I don't mean to minimize this. I think we should think about it and come up
with a strategy. But I think it's okay if that's a follow-on document. It's
hard to imagine putting post-quantum crypto into a 6lowpan device as a
software update, so we're in trouble at some point anyway.

On Mon, Jan 29, 2024 at 3:03 PM Ted Lemon <mellon@fugue.com> wrote:

> Christian, thanks for your iot-dir review of draft-ietf-dnssd-srp. Sorry
> for taking so long to respond.
>
> On Fri, Aug 4, 2023 at 6:12 PM Christian Amsüss via Datatracker <
> noreply@ietf.org> wrote:
>
>> Reviewer: Christian Amsüss
>> Review result: Ready with Nits
>>
>> Summary
>> =======
>>
>> Doing DNS-SD without mDNS, with focus on the onboarding issue (going with
>> a
>> first-come-first-served policy), performance enhancements (vs. existing
>> update
>> methods) and delegation enhancements (leases). It is a more comprehensive
>> approach than RFC8766 that went some way in the same direction.
>>
>> The document is generally well written and seems to be well thought
>> through, to
>> the extent I can see that with my rather superficial knowledge of
>> established
>> DNS practices. For the IoTdir reviewer perspective (through which I was
>> asked
>> to review this), I think this would be quite useful and implementable on
>> constrained devices if they would otherwise use mDNS and DNSSEC.
>>
>> General remarks
>> ===============
>>
>> * From the intruduction (that reads more like this being a pure
>> optimization
>>   over mDNS) to when SRP is explained at the start of section 3 to have
>> its
>>   registrar "most likely an authoritative DNS server", I'm missing how
>> this
>>   would be used on typical home routers. As the "Other discovery
>> mechanisms"
>>   sentence doesn't sound like there'd be big plans, so is this expected
>> to be
>>   usable there at all?
>>
>
> This document doesn't try to solve this problem. I'd like to see SRP in
> home routers, but right now we don't have a spec that says how to do it.
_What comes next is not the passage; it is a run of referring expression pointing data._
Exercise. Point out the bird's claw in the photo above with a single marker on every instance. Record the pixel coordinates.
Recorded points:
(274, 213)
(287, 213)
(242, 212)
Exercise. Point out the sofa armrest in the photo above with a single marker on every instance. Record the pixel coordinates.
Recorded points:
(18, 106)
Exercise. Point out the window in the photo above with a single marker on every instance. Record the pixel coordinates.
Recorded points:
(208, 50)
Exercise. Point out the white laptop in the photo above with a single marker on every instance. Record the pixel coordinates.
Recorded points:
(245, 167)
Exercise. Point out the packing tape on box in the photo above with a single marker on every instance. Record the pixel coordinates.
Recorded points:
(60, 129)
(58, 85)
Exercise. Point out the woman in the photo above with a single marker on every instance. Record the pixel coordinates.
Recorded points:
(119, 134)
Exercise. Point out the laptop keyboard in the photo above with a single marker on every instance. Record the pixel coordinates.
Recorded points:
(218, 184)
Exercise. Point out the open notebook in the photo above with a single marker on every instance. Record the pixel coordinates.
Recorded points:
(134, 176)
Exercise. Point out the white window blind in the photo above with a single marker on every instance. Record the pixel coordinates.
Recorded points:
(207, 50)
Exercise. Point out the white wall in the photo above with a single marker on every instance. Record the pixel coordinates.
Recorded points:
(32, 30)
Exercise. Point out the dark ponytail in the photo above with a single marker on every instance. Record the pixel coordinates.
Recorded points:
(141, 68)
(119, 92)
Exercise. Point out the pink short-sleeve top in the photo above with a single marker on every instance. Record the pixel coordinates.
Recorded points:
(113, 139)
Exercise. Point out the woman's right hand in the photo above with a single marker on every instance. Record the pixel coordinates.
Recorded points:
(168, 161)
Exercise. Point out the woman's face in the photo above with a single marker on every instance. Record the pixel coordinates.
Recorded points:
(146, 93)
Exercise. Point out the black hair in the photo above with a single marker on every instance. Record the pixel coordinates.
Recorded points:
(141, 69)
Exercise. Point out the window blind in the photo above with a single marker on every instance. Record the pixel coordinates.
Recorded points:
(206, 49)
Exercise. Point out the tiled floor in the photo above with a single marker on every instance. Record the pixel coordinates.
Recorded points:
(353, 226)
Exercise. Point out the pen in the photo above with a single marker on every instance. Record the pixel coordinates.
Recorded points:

> This is work that the DNSSD working group has in charter and is in fact
> working on, e.g. in draft-ietf-dnssd-advertising-proxy.
>
>
>> * "and therefore we do not suggest a specific mechanism here": I think
>> it's
>>   helpful to have some example here. Yes, an example runs the risk of
>> narrowing
>>   the reader's mindset, but left to their own devices they might start
>>   imagining something for sake of a coherent picture that is just as
>> narrowing
>>   but also "wrong". Is there any WIP document that could be informally
>>   referenced?
>>
>
> We could reference the Thread specification, but adding a reference to
> that is problematic since I am not sure how durable the link would be.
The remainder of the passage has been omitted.